If you do, you'll usually attract barn swallows.
These birds generally live in man-made structures, and barns have the additional advantage of providing their favorite diet: large flies.
Flies generally make up 70% of a Barn Swallows' daily intake, so these birds further help control the fly population.
Their maneuverability is excellent for avoiding barn structural members and catching flies "on the wing".
Finally, if you perform all the foregoing and still have a problem with flies, there are fly larvae parasites you can purchase for your barn or spray systems you can install.
Both will further drop the number of flies, but I recommend you begin first with cleaner stalls and attracting barn swallows.
Then you can augment that with additional systems if necessary.
Remember, it's all for nothing if you don't adequately clean your stalls because dirty stalls provide a great breeding ground for the flies.
July 3, 2009 – HORSE NIGHT VISION
Do horses see in the dark any better than we do?
Horses see in the dark much better than we.
By way of example, several years ago, I returned late from a trail ride after dusk.
The last part of the trip required us to walk through about a quarter mile of dense forest covered by a thick canopy.
While inside, it was so dark that I couldn't see my horses neck or mane while riding him.
In addition, I was worried because the trail had some trees across it that had recently fallen from a violent storm.
During the day, our horses could easily see and step over the tree trunks, but now it was night and I worried he could trip.
I was considering getting off so I could lead him, but without the ability to see myself and having no flashlight, I didn't know what was worse.
Well, my horse negotiated the trail through the dark woods with no problem and no tripping.
To my additional astonishment once back in the light at the barn, I had also forgotten that he was still wearing a black fly mask.
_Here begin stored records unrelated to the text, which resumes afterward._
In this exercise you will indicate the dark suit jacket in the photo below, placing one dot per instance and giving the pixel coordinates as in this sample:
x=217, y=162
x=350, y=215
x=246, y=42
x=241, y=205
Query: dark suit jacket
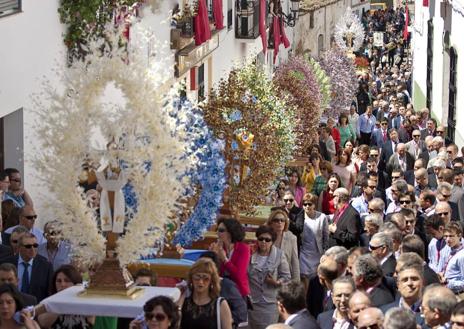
x=5, y=251
x=382, y=294
x=348, y=229
x=41, y=276
x=389, y=266
x=29, y=300
x=304, y=320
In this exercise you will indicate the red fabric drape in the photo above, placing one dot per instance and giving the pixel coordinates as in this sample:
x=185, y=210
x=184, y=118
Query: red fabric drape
x=262, y=24
x=406, y=23
x=201, y=24
x=276, y=34
x=217, y=13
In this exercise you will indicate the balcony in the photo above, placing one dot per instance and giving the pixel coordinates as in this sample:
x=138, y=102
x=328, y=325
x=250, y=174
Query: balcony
x=247, y=19
x=9, y=7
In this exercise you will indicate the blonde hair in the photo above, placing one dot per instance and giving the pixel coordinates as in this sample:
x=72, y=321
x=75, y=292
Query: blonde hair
x=206, y=265
x=278, y=212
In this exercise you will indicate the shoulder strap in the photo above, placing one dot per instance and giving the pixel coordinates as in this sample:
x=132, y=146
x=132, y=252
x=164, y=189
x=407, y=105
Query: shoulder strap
x=218, y=312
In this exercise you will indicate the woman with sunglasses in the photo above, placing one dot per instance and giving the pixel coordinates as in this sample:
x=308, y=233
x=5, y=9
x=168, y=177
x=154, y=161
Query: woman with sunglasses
x=66, y=276
x=286, y=240
x=204, y=308
x=325, y=203
x=160, y=312
x=267, y=271
x=315, y=238
x=233, y=253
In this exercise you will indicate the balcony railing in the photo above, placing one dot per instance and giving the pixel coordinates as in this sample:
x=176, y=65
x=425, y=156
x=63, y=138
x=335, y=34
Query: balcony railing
x=247, y=19
x=9, y=7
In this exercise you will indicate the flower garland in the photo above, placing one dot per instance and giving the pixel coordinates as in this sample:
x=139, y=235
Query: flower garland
x=323, y=81
x=349, y=32
x=210, y=175
x=342, y=73
x=258, y=129
x=296, y=80
x=142, y=132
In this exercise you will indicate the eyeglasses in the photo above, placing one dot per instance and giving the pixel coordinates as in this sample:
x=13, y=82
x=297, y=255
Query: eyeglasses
x=201, y=277
x=375, y=247
x=371, y=326
x=160, y=317
x=30, y=246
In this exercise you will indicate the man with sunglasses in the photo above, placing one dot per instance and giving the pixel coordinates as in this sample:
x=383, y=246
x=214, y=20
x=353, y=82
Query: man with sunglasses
x=27, y=219
x=34, y=271
x=16, y=192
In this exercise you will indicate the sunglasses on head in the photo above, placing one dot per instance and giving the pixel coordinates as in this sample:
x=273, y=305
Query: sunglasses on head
x=30, y=246
x=160, y=317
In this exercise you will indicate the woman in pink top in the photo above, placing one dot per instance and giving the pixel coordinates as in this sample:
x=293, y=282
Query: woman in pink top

Obviously, he was able to see on a dark night with a black fly mask to stay on the trail and step over the fallen trees.
If I had gotten off and attempted to lead, I would have likely tripped over the fallen trees myself and perhaps spooked my horse — it would not have been good.
July 2, 2009 – STALL-BOUND HORSES
Is it humane to keep a horse primarily in its stall?
You have to remember that horses typically move constantly during their waking hours as they graze.
So grazing and moving is what they've evolved to do all day.
If they can't move, their muscles atrophy and lose tone.
Psychologically, they become bored and often can be fidgety and difficult to control because they don't get enough exercise and can't burn off excess energy.
Or conversely, some become lethargic due to the lack of exercise — neither development is healthy.
Plus, depending on the cleanliness or dirtiness of their stall, they could be breathing in ammonia gases all day from their waste products decomposing.
Finally, they're such social beings that they've developed into herd animals.
They're deprived of all this by making them live in stalls all the time.
Regular turnout for much of the day is very healthy for horses — a few hours is not enough.
And horses living much of their lives outside are rarely sick.
July 1, 2009 – ELECTRICAL DIFFERENCE BETWEEN TRUCK HITCH WIRING
I bought a new truck last year and am not happy about something.
With my previous truck, I could turn the light in my trailer on whenever the truck was connected to it.
But with this new truck, the light only works when the truck is running.
What's up with that?
Is this truck not fully compatible with my trailer?
There is nothing wrong with your new truck or the trailer.
This is totally a matter of how the hitch wiring on your new truck differs from that of the old.
On the old truck, the battery supply wire ran directly to the battery circuit.
But that same wire on your new truck is instead connected to the ignition circuit which requires the ignition switch to be on for electricity to feed the trailer lights.
The thinking there is likely that you don't have to worry about a trailer light being accidentally left on and draining your tow vehicle battery.
BUT, if you prefer the prior behavior, any mechanic could likely rewire the hitch battery supply wire to the battery circuit so you can have lights inside your trailer whether your truck ignition is turned on or not.